David Koch, who has died aged 79, was a kind and generous man, a great benefactor of charitable causes and the arts. But his influence on political life was resented by many.
Over five decades, Charles and David Koch grew their father’s company, Koch Industries, into a sprawling empire – operating oil pipelines and producing everything from fertilisers to paper cups, says the Financial Times. As the principal shareholders of the Wichita-based company (they latterly owned 42% each), the brothers became exceedingly rich. Last year, they were estimated to have a combined worth of $120bn, making them the world’s eighth and ninth richest billionaires. The death of David last month changes the fraternal dynamic, says The Economist. It has also cast a spotlight on plutocracy in modern America.
David Koch once referred to politics as “a nasty, corrupting business”, but that didn’t stop the Kochs from using their clout as owners of America’s second-largest privately held business to become “the most influential donors” in US conservative politics. Latterly, the brothers fell out with President Trump: as arch free-marketers, they were critical of his tariffs and trade wars. But the rise of “the Tea Party wing of Republicanism was in part attributed to Koch money”, notes The Daily Telegraph.
Detractors have blamed the Kochs and their extensive political network (dubbed the “Kochtopus”) for undermining any serious US political action on climate change. David Koch might have gained plaudits for his great philanthropy – he gave over $700m to medical institutions and was a generous endower of the arts in New York – but Koch Industries remained “one of America’s biggest polluters”. One report in 2011 accused it of emitting carbon dioxide equivalent to five million cars.
The brothers’ political and business instincts were honed at a young age growing up on a ranch in Wichita, Kansas, says the FT. Their father, Fred, was “a fervent anti-communist who was hard on all four of his sons”, putting them to work “in the 100-degree Kansas summers, uprooting dandelions, baling hay, milking cows and digging ditches”.

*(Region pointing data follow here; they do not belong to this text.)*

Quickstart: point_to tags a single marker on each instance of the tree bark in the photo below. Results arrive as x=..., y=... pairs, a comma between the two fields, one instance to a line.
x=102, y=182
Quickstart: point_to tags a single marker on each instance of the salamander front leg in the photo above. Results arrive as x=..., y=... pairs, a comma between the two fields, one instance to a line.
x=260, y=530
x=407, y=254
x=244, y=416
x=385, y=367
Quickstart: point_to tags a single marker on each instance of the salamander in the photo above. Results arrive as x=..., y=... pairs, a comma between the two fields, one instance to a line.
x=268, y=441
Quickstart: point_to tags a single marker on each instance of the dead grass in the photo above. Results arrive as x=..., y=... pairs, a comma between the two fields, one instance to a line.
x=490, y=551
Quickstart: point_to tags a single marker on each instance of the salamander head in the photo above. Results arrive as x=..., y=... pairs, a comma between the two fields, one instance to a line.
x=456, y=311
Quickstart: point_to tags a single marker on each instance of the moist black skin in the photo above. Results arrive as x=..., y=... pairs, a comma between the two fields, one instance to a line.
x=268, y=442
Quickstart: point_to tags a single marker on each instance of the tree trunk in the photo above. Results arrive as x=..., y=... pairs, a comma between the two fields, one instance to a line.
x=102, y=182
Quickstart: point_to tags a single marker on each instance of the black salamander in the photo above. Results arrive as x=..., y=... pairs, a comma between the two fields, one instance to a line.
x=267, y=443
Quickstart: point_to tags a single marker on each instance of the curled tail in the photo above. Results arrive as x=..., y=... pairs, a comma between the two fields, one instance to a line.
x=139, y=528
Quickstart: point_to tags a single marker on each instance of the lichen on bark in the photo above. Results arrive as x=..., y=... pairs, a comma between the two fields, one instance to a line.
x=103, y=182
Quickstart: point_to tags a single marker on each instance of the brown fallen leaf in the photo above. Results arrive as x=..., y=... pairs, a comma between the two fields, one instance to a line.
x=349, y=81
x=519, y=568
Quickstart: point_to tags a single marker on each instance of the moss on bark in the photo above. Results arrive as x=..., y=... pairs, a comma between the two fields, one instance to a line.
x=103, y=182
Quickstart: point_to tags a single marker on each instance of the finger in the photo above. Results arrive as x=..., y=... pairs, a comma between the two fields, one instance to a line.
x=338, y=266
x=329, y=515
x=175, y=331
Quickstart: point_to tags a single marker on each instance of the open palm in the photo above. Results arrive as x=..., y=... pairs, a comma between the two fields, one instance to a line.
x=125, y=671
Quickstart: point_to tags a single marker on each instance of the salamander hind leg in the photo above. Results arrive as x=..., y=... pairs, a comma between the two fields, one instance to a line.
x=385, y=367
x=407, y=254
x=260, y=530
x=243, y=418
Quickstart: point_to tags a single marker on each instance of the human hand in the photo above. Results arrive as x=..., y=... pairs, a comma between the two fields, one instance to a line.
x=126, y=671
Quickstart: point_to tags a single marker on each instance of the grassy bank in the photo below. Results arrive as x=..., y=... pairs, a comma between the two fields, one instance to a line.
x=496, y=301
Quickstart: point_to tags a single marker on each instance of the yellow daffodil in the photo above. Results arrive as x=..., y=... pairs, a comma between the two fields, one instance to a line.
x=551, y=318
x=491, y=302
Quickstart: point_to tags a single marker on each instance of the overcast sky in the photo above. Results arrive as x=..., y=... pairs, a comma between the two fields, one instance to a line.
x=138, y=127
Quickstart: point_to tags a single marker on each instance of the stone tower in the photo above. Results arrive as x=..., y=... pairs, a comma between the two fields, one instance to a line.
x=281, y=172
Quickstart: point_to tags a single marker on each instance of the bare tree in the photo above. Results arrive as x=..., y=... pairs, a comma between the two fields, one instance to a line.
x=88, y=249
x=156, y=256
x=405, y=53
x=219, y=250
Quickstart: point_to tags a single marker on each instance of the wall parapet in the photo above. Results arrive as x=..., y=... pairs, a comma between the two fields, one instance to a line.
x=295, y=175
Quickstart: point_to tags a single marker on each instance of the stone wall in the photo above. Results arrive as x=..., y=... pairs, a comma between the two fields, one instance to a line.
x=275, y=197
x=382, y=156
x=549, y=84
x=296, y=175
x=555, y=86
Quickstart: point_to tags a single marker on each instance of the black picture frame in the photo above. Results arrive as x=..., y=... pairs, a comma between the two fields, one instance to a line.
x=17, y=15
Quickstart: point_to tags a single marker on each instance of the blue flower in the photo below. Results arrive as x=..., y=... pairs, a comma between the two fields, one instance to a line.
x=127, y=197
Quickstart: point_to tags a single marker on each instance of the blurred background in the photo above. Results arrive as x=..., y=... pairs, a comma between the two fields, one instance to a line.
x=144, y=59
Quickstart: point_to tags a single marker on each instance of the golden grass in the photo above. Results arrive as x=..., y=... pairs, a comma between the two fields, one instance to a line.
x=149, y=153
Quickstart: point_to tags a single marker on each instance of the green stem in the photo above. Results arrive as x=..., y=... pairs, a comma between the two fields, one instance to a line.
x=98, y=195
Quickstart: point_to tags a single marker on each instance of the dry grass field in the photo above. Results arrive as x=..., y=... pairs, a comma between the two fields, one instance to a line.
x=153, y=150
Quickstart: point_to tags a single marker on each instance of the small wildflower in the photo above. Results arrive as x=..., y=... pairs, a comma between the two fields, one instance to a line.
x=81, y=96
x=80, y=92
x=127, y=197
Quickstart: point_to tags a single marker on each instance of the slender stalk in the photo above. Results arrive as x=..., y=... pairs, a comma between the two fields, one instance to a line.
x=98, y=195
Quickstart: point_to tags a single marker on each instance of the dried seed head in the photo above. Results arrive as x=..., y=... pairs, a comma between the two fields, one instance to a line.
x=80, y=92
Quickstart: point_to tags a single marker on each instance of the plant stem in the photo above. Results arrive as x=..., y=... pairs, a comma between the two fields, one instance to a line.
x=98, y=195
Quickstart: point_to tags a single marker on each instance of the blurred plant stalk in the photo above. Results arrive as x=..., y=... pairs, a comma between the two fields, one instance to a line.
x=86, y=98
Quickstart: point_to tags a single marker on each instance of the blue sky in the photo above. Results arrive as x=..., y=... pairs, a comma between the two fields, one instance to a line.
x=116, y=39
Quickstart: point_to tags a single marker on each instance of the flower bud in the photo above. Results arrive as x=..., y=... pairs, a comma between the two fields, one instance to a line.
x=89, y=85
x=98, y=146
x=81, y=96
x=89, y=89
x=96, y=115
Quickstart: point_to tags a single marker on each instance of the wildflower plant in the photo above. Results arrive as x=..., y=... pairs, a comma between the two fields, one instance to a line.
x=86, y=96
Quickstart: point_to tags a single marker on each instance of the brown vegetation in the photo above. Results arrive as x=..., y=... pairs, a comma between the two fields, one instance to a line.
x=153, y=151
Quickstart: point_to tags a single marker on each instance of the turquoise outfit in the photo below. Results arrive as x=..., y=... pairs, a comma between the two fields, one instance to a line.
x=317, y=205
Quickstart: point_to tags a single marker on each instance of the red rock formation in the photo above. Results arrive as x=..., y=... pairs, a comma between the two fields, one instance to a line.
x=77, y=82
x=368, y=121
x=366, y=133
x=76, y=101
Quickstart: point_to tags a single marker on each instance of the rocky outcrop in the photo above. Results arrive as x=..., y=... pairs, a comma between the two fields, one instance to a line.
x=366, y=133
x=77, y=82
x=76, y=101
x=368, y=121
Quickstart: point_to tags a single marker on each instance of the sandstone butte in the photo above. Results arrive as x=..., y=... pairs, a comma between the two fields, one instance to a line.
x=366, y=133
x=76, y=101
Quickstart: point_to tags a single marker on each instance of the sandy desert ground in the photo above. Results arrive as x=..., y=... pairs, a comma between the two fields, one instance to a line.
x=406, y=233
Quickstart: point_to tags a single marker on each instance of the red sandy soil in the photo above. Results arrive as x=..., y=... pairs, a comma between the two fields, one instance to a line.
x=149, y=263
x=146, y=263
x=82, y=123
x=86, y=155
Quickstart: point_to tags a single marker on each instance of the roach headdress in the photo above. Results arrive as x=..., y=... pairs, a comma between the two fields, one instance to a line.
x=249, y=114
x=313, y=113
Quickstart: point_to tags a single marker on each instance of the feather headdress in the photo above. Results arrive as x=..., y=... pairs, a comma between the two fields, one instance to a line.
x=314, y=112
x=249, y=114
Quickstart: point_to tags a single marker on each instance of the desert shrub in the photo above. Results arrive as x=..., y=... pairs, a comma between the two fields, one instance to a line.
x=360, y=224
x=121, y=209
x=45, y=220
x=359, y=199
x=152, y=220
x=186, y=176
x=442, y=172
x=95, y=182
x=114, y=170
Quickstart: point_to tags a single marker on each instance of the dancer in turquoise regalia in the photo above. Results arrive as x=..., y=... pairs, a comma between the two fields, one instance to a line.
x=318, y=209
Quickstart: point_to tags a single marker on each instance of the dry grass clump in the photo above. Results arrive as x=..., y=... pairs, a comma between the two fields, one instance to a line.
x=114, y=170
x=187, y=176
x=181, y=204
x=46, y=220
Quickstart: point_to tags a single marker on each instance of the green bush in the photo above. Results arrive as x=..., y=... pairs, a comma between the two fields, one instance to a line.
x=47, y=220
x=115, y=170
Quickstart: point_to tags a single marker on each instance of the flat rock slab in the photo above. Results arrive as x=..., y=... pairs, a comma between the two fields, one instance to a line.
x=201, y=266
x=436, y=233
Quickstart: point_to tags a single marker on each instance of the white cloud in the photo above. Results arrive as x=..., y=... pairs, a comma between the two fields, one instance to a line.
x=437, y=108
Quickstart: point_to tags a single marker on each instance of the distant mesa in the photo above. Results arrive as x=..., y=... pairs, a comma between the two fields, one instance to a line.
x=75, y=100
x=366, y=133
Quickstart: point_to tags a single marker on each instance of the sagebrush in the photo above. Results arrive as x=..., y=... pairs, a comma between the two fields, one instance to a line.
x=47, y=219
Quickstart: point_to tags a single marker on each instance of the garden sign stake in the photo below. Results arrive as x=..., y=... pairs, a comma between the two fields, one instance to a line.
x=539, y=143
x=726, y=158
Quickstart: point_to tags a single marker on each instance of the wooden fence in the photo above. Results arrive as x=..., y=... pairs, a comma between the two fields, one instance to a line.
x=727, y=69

David went on to MIT, where he majored in chemical engineering. But the brothers’ story proper began in 1967 when the father died and Charles took over running the firm, says The New York Times. Charles masterminded its overall expansion – transforming the firm that made his father a mere multimillionaire into the behemoth it is today – while David opened the division that became Koch Engineering.
In 1981, when Wall Street bankers offered the brothers “a windfall” for what was still then “an obscure, midsize energy company”, they refused – considering retaining control so vital that they fought a bitter civil war with their other brothers, Freddie and Bill, whom they eventually bought out. Charles’ knack for “entrepreneurial risk-taking” saw bold moves into fossil fuels, commodities trading, chemicals, paper products and fertilisers. And the brothers’ talent for lobbying ensured they maintained their advantage. Koch Industries “inserted itself into every aspect of daily life, raking in billions along the way”. The Koch’s political interests also date from the early 1980s, “when Charles reportedly pushed David to run as the vice-presidential candidate for the Libertarian Party” – having become concerned that the Republican nominee, Ronald Reagan, “would be too liberal”. The Libertarians won just 1% of the vote, but “paved the way for the family’s outsized role in politics”.
David is remembered by his family as “a kind and generous man” who “believed he had a responsibility to a world that had given him so many opportunities”. Maybe so, says The Economist. But his life also reflects “America’s enduring ability to generate huge fortunes”, its “concentrations of power” and “the many opportunities its diffuse and multi-layered democracy provides for influence-peddling”.